26.1.11

Qué cosas

Javier Marías, 16–1–11, en El país semanal: El artista, cualquiera que sea su origen, parte siempre de cero, jamás puede ser un privilegiado”.

Javier Marías, 26–1–11, en El país: “Jaime Salinas me vio por primera vez cuando yo tenía pocos meses, en brazos de mi madre, asomado a una ventana de una casa de Wellesley, Massachussets. Quizá por eso fue el primer editor que me dio trabajo, en 1974, cuando era un jovenzuelo”.

24.1.11

Cuestiones secundarias

Dos de las películas de la presente temporada que más elogios de la crítica seria han recibido son la inglesa El discurso del rey y la francesa De dioses y hombres. De las dos me ha llamado la atención lo bien interpretadas que están y lo plano de sus argumentos, ambos basados en hechos reales, lo suficiente delicados como para ser tratados con escrúpulo documental.

Decía Eco (de cuya novela El cementerio de Praga, con esta murria que me ha entrado últimamente, se me pasó hablar) que la gramática de la ficción no tiene mucho que ver con la de la realidad. Las historias nos resultan apasionantes porque son verosímiles, no porque puedan ser verdad. En estas dos películas la previsibilidad no es un argumento previo, sino una inercia demasiado simple, y así, en una, me quedé sin ver actuar más a Churchill y sin saber más de lo interesante que llegó a ser aquella época en general y aquel momento en particular, algo que apenas se dice al final, con los títulos de crédito, y que a mi juicio es el meollo de la cuestión: por qué aquel rey de rebote y con problemas para hablar fue tan necesario para los ingleses.

En la otra, la de los monjes, todo es previsible incluso para una estructura de ficción, y no me refiero al desenlace sino al proceso por el que unas personas no están de acuerdo y al final, después de algunas tensiones, eligen la más virtuosa de las opciones.
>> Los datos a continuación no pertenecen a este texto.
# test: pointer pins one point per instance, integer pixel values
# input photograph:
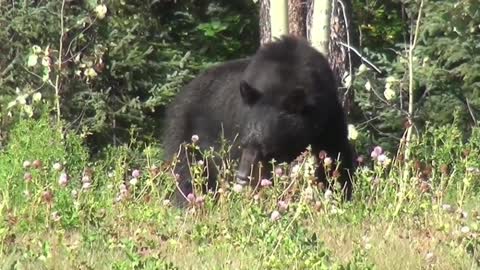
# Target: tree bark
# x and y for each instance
(341, 32)
(341, 59)
(297, 17)
(265, 29)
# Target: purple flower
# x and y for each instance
(282, 206)
(327, 161)
(135, 173)
(63, 180)
(275, 215)
(265, 183)
(278, 171)
(195, 138)
(191, 197)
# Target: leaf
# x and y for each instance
(32, 60)
(37, 97)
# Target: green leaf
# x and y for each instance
(32, 60)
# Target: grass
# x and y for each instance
(426, 219)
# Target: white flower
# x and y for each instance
(133, 181)
(328, 194)
(237, 188)
(101, 10)
(368, 86)
(352, 132)
(389, 94)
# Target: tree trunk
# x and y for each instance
(341, 59)
(297, 18)
(273, 19)
(318, 24)
(265, 29)
(341, 32)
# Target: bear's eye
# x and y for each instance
(295, 102)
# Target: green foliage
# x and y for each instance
(445, 78)
(123, 218)
(122, 61)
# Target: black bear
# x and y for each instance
(274, 104)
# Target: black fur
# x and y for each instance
(279, 101)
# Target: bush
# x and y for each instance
(122, 61)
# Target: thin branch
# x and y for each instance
(471, 111)
(59, 61)
(360, 55)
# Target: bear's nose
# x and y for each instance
(242, 178)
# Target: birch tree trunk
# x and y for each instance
(297, 18)
(340, 33)
(273, 19)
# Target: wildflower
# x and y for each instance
(383, 160)
(322, 155)
(47, 196)
(429, 257)
(123, 189)
(86, 179)
(282, 206)
(237, 188)
(377, 151)
(135, 173)
(27, 164)
(308, 193)
(195, 138)
(57, 166)
(265, 183)
(295, 170)
(63, 179)
(328, 194)
(278, 171)
(27, 177)
(86, 185)
(133, 181)
(465, 229)
(154, 170)
(200, 200)
(352, 132)
(55, 216)
(275, 215)
(424, 187)
(327, 161)
(46, 61)
(37, 164)
(318, 205)
(190, 197)
(100, 11)
(368, 86)
(389, 94)
(360, 160)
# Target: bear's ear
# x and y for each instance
(249, 94)
(295, 102)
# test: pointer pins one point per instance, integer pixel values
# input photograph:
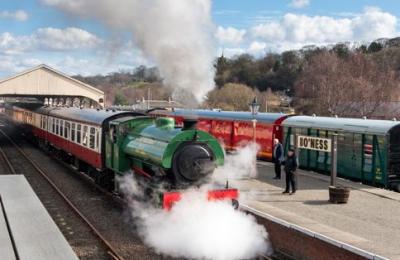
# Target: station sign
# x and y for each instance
(314, 143)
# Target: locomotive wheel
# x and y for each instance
(191, 163)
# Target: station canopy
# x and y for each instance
(45, 82)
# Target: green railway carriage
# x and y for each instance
(368, 150)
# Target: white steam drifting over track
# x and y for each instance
(197, 228)
(176, 34)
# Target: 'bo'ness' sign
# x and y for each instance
(314, 143)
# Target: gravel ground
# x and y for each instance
(84, 243)
(108, 217)
(368, 215)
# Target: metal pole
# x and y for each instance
(296, 147)
(254, 129)
(334, 160)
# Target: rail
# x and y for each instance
(111, 250)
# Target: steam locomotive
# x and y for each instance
(108, 143)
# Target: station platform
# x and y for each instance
(370, 221)
(26, 229)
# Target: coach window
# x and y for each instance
(97, 138)
(73, 132)
(85, 135)
(67, 129)
(78, 133)
(92, 137)
(57, 123)
(61, 127)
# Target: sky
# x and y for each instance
(33, 32)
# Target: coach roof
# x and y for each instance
(229, 115)
(87, 115)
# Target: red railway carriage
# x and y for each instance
(75, 131)
(234, 129)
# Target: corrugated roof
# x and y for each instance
(358, 125)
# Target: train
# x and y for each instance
(107, 143)
(233, 129)
(368, 150)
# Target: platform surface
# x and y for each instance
(35, 234)
(369, 221)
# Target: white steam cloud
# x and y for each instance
(196, 228)
(176, 34)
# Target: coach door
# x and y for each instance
(111, 139)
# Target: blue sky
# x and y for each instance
(47, 31)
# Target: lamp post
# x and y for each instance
(254, 106)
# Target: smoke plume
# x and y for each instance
(196, 228)
(175, 34)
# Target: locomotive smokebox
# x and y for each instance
(189, 124)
No hay ficción, por muy realista que sea, que no necesite una subversión de la realidad, eso que, en términos generales, podríamos llamar lo inesperado. A veces lo inesperado no son los hechos sino los comportamientos. De los rusos nunca me canso de alabar cómo subvierten a los personajes, cómo se redimen en la ficción. El rey del discurso es un tipo que necesita ayuda y la busca en un especialista que lo acompaña como los especialistas han acompañado siempre a los reyes. Las clases se parecen mucho al modelo Oficial y caballero tamizado por el espíritu de Bernard Shaw: si te lo propones, lo conseguirás. Lo americano de la propuesta se refiere al tartamudo y lo inglés al instructor, que por cierto era australiano.

Y en la de los monjes ocurre un poco lo mismo. Los monjes que cambian de opinión no lo hacen de modo dramático. Desde que empiezan a negarse sabemos que lo lógico es que duden y después sigan el sendero de la verdad y tal. No hay auténtico drama, y esa ausencia de dramatismo verdadero es deliberada y está hecha en aras de lo real. Es lo que no me gusta de la estética moderna. La estricta realidad es periodismo, no literatura. Todo está lleno de gente que busca datos, los ordena y los entrega, que era la máxima jesuita (yo no he ido a los jesuitas pero he leído a Joyce y a Pérez de Ayala), y en el fondo todas estas excelentes reproducciones de acontecimientos reales me parecen una victoria de la falta de imaginación. Vamos a la realidad a buscar ejemplos aleccionadores, pero no vamos a la imaginación a buscar mitos que nos expliquen esa realidad mejor que cualquiera de sus realizaciones.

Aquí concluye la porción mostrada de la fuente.